I have been rather remiss on writing blogs lately, even though I have tons of things about which to write. My time has been actually quite consumed with all sorts of activities. While some of the activities assisted with my knowledge and experience within the ARFF industry, others were academic in nature. The Emergency Services program, for which I am an Associate Chair, just completed our accreditation process through the International Fire Science Accreditation College (IFSAC) for our Bachelor of Science degree. This was quite a lengthy process and one I will write about in an upcoming blog. For today, though, I want to cover a great opportunity I had with the Lakeland Fire Department (Florida) at their Full Scale Exercise (FSE) at the Linder Regional Airport.

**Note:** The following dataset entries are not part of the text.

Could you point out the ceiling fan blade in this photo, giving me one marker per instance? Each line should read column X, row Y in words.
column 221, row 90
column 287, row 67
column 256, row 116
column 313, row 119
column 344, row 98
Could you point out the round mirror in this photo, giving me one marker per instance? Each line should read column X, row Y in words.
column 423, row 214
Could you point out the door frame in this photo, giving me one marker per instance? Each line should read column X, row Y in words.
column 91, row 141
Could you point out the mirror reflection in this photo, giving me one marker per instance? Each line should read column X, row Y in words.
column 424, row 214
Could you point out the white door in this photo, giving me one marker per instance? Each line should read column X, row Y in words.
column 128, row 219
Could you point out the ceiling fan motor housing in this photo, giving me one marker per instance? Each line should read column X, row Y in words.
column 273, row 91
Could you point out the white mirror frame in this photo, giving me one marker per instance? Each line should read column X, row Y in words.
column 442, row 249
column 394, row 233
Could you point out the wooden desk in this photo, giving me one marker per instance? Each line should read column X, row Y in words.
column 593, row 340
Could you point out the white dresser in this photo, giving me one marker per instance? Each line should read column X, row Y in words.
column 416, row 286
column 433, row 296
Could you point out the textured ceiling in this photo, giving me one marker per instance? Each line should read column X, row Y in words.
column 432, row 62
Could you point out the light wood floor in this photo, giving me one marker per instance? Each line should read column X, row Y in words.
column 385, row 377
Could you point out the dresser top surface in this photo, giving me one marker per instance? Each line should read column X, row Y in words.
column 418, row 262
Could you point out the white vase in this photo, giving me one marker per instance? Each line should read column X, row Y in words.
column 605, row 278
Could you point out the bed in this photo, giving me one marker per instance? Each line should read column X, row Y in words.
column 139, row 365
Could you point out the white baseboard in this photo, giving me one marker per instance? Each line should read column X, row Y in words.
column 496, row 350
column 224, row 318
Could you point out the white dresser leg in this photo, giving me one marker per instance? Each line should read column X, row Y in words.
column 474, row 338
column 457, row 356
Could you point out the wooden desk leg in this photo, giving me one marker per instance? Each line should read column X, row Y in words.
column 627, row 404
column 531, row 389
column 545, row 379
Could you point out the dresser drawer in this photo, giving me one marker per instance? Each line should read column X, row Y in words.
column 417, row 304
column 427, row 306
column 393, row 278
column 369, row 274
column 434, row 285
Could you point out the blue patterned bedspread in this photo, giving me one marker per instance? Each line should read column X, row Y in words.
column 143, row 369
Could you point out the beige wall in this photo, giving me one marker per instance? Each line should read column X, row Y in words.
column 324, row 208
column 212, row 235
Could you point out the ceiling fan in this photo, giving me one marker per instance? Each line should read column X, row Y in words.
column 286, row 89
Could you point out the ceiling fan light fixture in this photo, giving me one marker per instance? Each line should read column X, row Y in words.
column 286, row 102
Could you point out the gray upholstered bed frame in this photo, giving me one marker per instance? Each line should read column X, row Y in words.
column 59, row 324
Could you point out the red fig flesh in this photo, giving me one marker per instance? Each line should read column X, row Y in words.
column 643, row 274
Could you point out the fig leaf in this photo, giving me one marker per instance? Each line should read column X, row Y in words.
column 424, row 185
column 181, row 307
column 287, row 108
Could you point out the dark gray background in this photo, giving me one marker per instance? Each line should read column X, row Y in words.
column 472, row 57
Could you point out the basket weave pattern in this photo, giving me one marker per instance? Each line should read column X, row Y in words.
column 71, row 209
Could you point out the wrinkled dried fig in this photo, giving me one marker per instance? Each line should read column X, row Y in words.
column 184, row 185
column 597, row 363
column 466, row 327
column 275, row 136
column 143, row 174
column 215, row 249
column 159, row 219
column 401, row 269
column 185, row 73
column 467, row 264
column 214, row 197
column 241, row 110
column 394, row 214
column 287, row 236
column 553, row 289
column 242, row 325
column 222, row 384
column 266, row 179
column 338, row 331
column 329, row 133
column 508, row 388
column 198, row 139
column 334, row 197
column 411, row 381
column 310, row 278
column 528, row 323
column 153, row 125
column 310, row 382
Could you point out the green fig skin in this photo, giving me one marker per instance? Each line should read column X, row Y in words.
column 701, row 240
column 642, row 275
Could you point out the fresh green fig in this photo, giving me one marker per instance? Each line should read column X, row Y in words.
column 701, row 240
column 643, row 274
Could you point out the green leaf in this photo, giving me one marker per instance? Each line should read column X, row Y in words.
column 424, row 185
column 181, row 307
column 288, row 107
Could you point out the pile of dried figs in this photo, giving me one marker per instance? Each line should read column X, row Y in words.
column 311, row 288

Toward the end of February, the Lakeland Fire Department, in conjunction with local emergency service organizations hosted their airport FSE. This event involved not only the airport and local fire departments, but TSA, FBI, police, and countless other supporting agencies. The only entities that were not there that would be involved during such an incident were the local hospitals.
This incident had an interesting twist for an airport FSE. The scenario had a Boeing 737-400, in route from Lakeland from Atlanta, making the final approach before crashing. Sections of the left wing landed within one of the solar farms located on the airport’s property – actually on the leading edge of the runway. This was a Mass Casualty Incident (MCI), but the cause was unknown.
The above picture is of the Canberra International Airport, Australia. To read more about their concerns visit: Canberra Airport raises safety concerns about 4MW solar farms.
Such an exercise is rather forward thinking in my opinion as more and more of these solar farms are popping up around airports. These certainly add another safety issue when responding to an incident. As many of you know, the largest solar farm is located right outside of the Indianapolis International Airport. Since the solar cells gather energy from the sun, they cannot be turned off by a simple switch like other electrical items. There is a whole process that has to be completed by the power company before it is even safe for individuals to enter the area. Lakeland’s FSE took this into account and had two power companies involved. While the power company representatives assured emergency personnel that the panels are not collecting power from moonlight or any other sources than the sun, the areas should never be entered without the power company’s assistance.
I found this great article that discusses the concern of firefighters with solar panels: Death Panels: Why Firefighters are Scared of Solar Rooftops. It is a few years old, but the information is still relevant, as well as the concerns.
I am working on a more in-depth article for ARFF News that will speak more to the exercise itself, agencies involved and the response of the ARFF personnel of the Lakeland Fire Department. I will state that not only was this an interesting FSE it was also extremely well executed.